Semantic fields are often more descriptive, such as long name, definition, comments, and copyright. Yet, most of these would be more widely useful if they were computable, with agreed-upon conventions and terminology. The increasing use of ontologies will likely push the semantic content much more into a computational realm.
Use vs Search
"Search" metadata, also known as "discovery" metadata, are similar to what a person would be interested in seeing, in order to decide if there are things of interest in a data set. An observation type such as "multibeam bathymetry" is an example of helpful search metadata, especially when managed by a system of controlled vocabularies. Search metadata might also be latitude and longitude bounds, so that a computer or a person could know if the data fall within an area of interest.
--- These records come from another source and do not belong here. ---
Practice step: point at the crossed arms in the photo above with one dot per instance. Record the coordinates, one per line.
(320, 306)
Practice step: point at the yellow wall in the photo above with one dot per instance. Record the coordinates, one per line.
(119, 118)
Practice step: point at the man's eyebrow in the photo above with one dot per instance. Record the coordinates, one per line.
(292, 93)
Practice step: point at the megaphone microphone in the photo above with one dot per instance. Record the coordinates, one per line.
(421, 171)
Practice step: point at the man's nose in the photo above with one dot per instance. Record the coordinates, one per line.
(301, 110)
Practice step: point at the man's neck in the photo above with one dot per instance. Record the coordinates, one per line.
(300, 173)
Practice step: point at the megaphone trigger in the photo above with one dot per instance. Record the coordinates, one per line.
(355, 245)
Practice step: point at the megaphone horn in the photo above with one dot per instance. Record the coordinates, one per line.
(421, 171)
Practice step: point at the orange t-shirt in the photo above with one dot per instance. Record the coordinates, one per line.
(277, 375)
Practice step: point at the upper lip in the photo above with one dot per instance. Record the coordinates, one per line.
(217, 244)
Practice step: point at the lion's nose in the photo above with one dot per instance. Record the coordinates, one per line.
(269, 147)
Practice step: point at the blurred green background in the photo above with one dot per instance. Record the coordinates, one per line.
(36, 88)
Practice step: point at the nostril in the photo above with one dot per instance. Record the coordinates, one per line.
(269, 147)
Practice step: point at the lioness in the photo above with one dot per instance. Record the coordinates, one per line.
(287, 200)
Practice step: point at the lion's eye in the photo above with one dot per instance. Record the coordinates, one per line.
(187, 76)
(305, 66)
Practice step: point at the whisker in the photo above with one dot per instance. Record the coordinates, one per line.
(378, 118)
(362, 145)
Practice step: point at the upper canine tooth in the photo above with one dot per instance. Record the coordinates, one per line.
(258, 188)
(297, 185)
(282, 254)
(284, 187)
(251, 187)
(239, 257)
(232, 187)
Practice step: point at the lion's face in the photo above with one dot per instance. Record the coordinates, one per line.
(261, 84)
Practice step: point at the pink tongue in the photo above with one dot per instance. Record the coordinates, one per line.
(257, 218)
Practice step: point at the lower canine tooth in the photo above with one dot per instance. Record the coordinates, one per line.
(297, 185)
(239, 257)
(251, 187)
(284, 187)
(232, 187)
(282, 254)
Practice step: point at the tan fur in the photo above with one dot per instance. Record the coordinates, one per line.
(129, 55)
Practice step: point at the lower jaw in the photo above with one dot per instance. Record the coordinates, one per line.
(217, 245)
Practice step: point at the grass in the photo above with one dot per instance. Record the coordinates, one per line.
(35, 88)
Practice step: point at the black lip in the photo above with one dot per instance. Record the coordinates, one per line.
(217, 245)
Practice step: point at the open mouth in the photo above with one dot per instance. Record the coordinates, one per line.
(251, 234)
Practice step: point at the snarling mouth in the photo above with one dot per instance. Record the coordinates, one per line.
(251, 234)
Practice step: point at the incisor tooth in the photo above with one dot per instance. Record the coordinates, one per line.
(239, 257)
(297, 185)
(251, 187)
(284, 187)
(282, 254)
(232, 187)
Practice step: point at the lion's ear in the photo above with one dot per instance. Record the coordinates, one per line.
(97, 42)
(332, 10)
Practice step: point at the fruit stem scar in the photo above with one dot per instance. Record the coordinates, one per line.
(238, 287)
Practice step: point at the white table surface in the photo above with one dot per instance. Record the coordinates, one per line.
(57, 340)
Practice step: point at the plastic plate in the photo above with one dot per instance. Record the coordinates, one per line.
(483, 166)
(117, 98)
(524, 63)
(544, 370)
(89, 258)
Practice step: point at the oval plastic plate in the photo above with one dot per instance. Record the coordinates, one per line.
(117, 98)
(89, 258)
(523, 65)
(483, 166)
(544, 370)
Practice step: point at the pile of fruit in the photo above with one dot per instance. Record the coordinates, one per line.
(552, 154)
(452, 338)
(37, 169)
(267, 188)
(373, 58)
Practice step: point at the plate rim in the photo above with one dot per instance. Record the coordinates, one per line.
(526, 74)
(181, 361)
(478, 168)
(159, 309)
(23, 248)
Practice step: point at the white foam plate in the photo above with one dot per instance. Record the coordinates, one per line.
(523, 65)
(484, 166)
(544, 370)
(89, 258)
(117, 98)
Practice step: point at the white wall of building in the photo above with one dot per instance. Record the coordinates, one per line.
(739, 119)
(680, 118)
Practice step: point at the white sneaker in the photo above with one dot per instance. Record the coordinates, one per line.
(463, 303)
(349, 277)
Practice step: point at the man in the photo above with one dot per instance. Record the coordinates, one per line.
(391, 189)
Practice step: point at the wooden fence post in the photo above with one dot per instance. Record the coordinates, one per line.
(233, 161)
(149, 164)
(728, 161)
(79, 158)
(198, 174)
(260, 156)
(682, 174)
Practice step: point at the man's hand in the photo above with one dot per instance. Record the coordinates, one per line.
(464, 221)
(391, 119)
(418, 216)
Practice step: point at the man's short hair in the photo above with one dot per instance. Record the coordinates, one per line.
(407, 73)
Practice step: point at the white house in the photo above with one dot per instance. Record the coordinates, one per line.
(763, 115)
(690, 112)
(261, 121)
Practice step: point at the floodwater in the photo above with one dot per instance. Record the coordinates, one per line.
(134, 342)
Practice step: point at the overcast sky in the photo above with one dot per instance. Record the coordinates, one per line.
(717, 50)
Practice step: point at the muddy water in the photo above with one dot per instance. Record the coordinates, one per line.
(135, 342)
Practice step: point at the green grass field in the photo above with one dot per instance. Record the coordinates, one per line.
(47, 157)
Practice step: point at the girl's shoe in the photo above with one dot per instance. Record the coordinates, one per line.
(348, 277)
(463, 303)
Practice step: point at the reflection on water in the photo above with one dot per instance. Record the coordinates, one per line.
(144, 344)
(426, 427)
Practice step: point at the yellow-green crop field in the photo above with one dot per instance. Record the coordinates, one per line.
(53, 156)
Once the data are discovered, "Use" metadata may help a computer or a person to understand or process the data. Typical use metadata would be calibration parameters.
Use metadata are sometimes thought of as synonymous with Syntactic metadata, although they are not. For example, labels provided as syntactic metadata may not be unique, which makes them useless for processing the actual data (except for labeling the data, of course).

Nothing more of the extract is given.